AUTHOR Sylvia Mayall visited Waterstones in Morpeth to discuss her first book The Silent Mentor, which has been written over a seven-year period. She spoke to HEATHER MURDOCH. Sylvia currently spends her days wild camping in the Islands and Highlands of Scotland, relaxing and working on her next book.
Can you describe the form and content of the Silent Mentor?
You could say it is a semi-autobiographical mystery set in Scotland and it has an inspirational theme running through it.
How did you come up with the story of the Silent Mentor?

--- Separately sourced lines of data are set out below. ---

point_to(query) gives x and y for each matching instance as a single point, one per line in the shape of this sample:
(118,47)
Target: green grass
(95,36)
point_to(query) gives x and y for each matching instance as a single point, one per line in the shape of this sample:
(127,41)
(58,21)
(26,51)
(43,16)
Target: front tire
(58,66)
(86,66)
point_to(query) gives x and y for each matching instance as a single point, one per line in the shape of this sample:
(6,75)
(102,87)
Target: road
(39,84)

About eight years ago, I decided to leave, I knew not where, taking a tent and a group of scribblings with me. As I travelled my writing grew and came together as this book. I’m reluctant to say much more as the book is dependant upon how each reader interprets it. The feedback I get from my readers is very different and varied.
I love all of the intriguing characters in the book. Who is your favourite?

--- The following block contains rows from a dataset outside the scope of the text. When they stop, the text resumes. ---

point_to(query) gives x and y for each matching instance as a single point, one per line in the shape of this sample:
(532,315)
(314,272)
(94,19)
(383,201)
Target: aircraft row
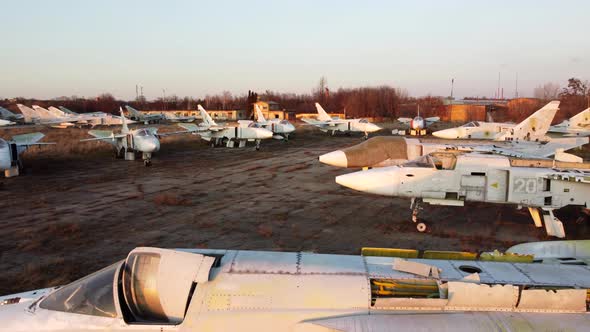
(511,172)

It’s difficult to say, but I love Eileen who runs a cafe, she is so diametrically different to the narrator. I have to say that my other much-loved character is Mick, a small mouse, who is a good listener, but never has much to say. I’m sure his IQ is much greater than mine.

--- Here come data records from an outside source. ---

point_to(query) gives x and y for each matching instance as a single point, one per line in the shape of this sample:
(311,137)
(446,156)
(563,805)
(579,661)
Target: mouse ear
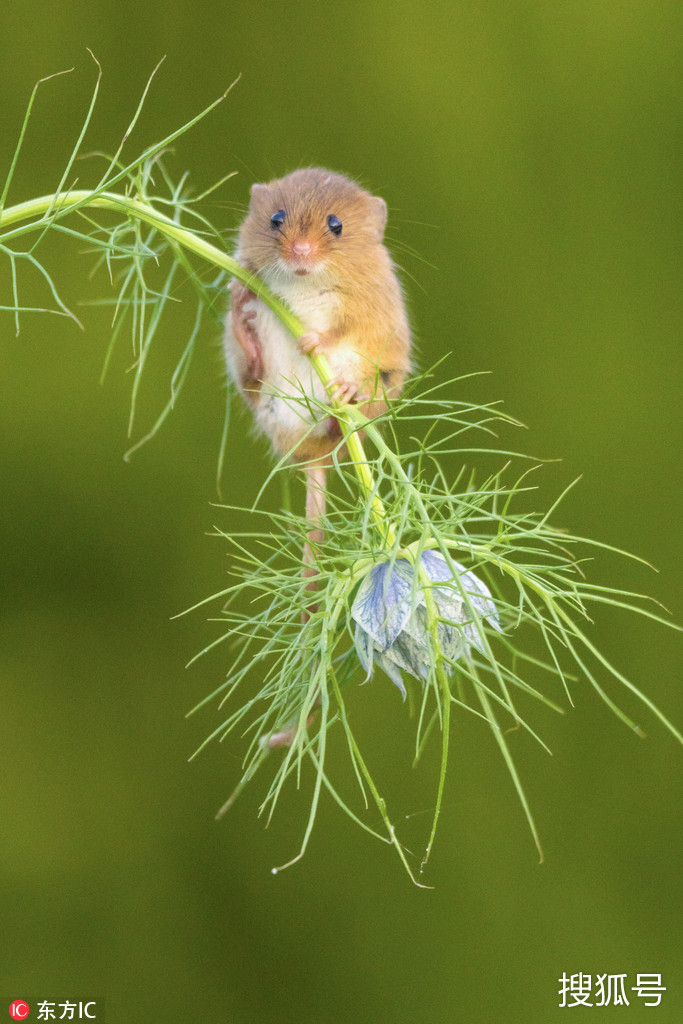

I’m glad you mentioned Mick, how did you come up with the character of a mouse?
He just appeared in a small bothy. Because I live in a tent, I often get small uninvited guests (frogs, birds, insects) who are welcome to stay as long as they don’t bring along too many friends.
Excerpt from The Silent Mentor:
“Here I was driving back to my newly-acquired property, past the village stores, the Buck Inn, a single-storey community hall, the playground of the junior school, and the Singing Kettle cafe; all strung together along the narrow lane by stone cottages. The land had no reason to travel any further and simply blended into the countryside around and beyond.
“Entering the bothy, I still felt like a trespasser. How could I disturb, rummage through, a stranger’s private life? I had no right. It was only when looking around in daylight, that I saw there were no drawers, no cupboards, nowhere to enclose anything, all was in view. There was nothing else to see. Maybe it would be better to lock up and leave; maybe that was the answer. Whoever had lived here, perhaps I should leave their memories at peace. But why should anyone leave me nothing. And who was Avylis?”
Waterstones Morpeth thanked Sylvia Mayall for visiting the store to meet and chat with customers.